If you believe Bret Baier, and why wouldn’t you, something really was in the works — maybe not a traditional debate, but a town-hall forum or something along those lines. Apparently a donation to charity, as Trump had requested yesterday, was also on the table. Team Bernie had already issued a statement of its own claiming that two different networks had offered to host it and that a “major contribution to charity” was part of the deal. Trump, as I argued yesterday, had every reason to do it, from humiliating Hillary by elevating her challenger to lending Sanders some free buzz ahead of the California primary, where a Bernie victory would deliver another heavy PR blow to Clinton, to seizing an opportunity to pander to Bernie voters directly.
Sorry, no deal, said the Trump campaign in a statement written in fluent Trumpese.
Based on the fact that the Democratic nominating process is totally rigged and Crooked Hillary Clinton and Deborah Wasserman Schultz will not allow Bernie Sanders to win, and now that I am the presumptive Republican nominee, it seems inappropriate that I would debate the second place finisher. Likewise, the networks want to make a killing on these events and are not proving to be too generous to charitable causes, in this case, women’s health issues. Therefore, as much as I want to debate Bernie Sanders – and it would be an easy payday – I will wait to debate the first place finisher in the Democratic Party, probably Crooked Hillary Clinton, or whoever it may be.

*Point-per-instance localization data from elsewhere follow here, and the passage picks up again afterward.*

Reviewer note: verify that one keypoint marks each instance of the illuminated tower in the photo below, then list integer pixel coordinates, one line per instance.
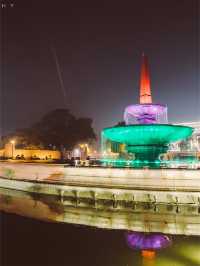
(145, 86)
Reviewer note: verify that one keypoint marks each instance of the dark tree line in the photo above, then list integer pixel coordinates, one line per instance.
(58, 128)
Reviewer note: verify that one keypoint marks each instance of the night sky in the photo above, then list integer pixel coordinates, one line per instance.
(98, 46)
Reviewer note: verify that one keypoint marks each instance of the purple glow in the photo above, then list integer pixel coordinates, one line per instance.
(145, 114)
(142, 241)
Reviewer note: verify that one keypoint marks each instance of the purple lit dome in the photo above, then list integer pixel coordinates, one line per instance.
(143, 241)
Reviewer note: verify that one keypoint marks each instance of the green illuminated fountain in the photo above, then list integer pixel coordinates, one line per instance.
(146, 133)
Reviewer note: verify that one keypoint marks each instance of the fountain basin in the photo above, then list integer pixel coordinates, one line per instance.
(147, 141)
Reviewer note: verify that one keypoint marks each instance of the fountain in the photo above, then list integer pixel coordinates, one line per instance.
(146, 132)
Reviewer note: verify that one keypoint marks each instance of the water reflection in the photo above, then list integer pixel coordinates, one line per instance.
(84, 245)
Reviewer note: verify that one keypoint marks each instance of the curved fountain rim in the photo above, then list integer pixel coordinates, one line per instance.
(147, 125)
(146, 104)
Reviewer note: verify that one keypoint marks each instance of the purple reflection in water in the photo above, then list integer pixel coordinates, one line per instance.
(143, 241)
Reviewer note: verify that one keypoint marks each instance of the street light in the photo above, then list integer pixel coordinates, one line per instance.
(13, 144)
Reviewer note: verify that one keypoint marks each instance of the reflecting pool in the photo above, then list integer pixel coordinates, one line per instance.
(41, 230)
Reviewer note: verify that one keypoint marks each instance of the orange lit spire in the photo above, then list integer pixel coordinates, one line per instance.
(145, 88)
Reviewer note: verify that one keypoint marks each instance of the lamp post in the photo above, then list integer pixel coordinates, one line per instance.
(13, 145)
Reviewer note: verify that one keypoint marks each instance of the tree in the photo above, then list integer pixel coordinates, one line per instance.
(57, 128)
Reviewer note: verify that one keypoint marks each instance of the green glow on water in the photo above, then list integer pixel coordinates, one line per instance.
(154, 134)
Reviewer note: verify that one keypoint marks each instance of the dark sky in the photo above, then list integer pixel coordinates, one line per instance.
(99, 46)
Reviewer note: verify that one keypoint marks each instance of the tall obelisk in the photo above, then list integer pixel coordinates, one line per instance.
(145, 87)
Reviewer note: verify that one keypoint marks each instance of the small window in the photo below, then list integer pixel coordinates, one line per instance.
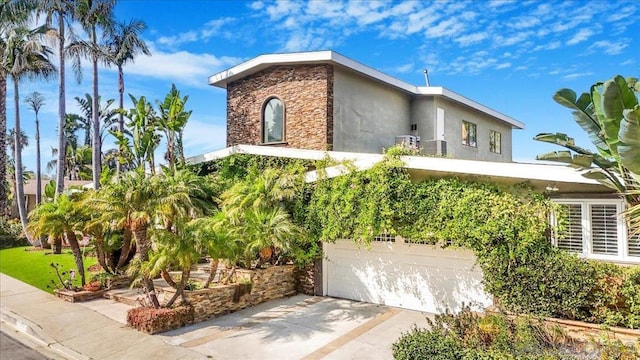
(495, 142)
(595, 229)
(273, 121)
(469, 133)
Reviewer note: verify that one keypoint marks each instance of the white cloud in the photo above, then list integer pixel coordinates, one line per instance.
(609, 48)
(201, 136)
(179, 39)
(256, 5)
(446, 27)
(181, 67)
(580, 36)
(404, 68)
(470, 39)
(525, 22)
(576, 75)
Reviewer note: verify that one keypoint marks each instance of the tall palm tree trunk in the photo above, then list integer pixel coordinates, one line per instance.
(77, 254)
(3, 144)
(143, 246)
(18, 162)
(97, 153)
(38, 167)
(186, 271)
(121, 107)
(126, 249)
(61, 108)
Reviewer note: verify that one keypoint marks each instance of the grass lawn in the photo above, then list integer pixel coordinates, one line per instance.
(33, 266)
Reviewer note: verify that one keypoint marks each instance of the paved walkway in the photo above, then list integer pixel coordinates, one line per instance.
(299, 327)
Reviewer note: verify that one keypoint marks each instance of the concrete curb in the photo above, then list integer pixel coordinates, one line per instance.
(35, 332)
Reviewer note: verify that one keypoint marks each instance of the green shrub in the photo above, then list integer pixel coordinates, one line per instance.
(549, 283)
(11, 234)
(419, 344)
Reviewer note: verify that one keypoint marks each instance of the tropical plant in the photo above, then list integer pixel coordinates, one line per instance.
(24, 57)
(136, 149)
(35, 100)
(59, 12)
(173, 118)
(92, 16)
(106, 117)
(610, 115)
(59, 219)
(123, 44)
(13, 13)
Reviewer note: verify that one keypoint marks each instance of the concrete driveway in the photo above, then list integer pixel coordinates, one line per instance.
(300, 327)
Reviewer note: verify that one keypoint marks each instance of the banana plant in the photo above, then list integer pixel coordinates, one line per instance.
(610, 115)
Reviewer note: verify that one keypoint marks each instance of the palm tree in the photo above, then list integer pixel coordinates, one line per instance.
(13, 13)
(173, 119)
(11, 170)
(60, 11)
(35, 100)
(24, 57)
(106, 117)
(124, 43)
(93, 14)
(59, 219)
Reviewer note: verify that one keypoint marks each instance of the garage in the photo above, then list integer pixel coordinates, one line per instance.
(411, 276)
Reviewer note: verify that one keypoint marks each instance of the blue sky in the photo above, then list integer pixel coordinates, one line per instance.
(508, 55)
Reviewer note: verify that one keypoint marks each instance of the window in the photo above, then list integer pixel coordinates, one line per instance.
(495, 142)
(469, 132)
(273, 121)
(595, 229)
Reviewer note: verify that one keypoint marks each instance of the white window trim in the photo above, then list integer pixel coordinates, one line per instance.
(623, 241)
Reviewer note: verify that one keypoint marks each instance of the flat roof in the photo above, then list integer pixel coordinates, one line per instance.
(262, 62)
(565, 179)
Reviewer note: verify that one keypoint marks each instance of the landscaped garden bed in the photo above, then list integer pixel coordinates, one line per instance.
(252, 287)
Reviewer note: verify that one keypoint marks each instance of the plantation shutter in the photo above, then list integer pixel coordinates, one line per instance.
(633, 244)
(571, 237)
(604, 229)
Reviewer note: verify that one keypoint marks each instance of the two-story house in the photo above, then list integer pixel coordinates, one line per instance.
(325, 101)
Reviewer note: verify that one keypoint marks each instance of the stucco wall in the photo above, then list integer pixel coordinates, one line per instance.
(305, 90)
(367, 115)
(454, 115)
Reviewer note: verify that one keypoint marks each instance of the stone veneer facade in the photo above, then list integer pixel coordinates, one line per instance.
(306, 92)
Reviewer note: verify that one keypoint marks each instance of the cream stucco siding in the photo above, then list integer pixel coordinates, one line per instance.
(367, 115)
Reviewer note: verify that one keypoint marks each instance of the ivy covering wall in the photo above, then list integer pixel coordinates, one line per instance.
(506, 227)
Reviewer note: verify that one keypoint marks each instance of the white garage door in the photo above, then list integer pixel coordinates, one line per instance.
(417, 277)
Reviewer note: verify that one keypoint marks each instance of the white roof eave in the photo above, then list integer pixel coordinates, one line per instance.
(363, 161)
(261, 62)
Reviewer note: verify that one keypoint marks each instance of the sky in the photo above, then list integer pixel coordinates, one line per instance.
(511, 56)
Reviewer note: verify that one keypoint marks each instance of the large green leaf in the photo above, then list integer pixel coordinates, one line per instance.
(629, 148)
(616, 97)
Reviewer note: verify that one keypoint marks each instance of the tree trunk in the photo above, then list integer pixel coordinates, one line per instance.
(61, 108)
(77, 254)
(143, 245)
(126, 248)
(167, 277)
(38, 168)
(212, 272)
(121, 107)
(186, 271)
(57, 245)
(18, 162)
(3, 143)
(100, 254)
(97, 147)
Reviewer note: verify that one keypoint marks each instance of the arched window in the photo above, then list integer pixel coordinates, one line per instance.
(273, 121)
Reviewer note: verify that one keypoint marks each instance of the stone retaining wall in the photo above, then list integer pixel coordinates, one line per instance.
(253, 287)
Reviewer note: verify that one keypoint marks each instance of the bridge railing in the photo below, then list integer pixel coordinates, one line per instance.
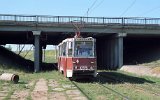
(80, 20)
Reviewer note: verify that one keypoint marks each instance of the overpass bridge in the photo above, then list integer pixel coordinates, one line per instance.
(112, 34)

Embarrassing Hillary by debating the second-place finisher is the whole point. He could have introduced Sanders at the event as the “real” winner of the Democratic primary but for the rigged system that’s in place. That would have been further common ground between Trump and Bernie fans. And as Damon Linker notes, there’s plenty of common ground already:
Viewers of a Trump-Sanders debate are just as likely to be presented with contrasting visions of how each of the nation’s two major parties might be rebranded as a “worker’s party,” addressing the concerns of the ordinary voters who feel so alienated from the status quo. In Sanders’ vision, the federal government would step in with massive amounts of spending on both old and new social programs. In Trump’s vision, protection for old programs would be combined with harsh restrictions on immigration and other forms of economic, political, and even ethnic nationalism.
I don’t know for sure which of these options would prove more potent in November if voters were given a choice between them (though I have my suspicions). But I do know that placing them alongside each other on a debate stage would only increase the likelihood that a substantial number of Sanders supporters will shift over to the only available populist option in the general election instead of voting for the candidate of the Washington establishment.
That’s precisely why Trump should want to do it, yet here he is backing out despite the networks apparently being willing to meet his charity demand, which increasingly seems like it was mentioned in the first place only because Trump thought they’d never comply and he could use their refusal as a pretext for backing out of his offer. (That wouldn’t be the first time he’s used charity as an excuse for dodging a debate.) I don’t know what other conclusion to draw, given how much sense it makes strategically for him to do it, than that he thought Bernie would embarrass him onstage. Or that Trump pandering too eagerly to Sanders’s fans would convince still-wary conservatives that he really is the Democrat anti-Trumpers have been accusing him of being all along.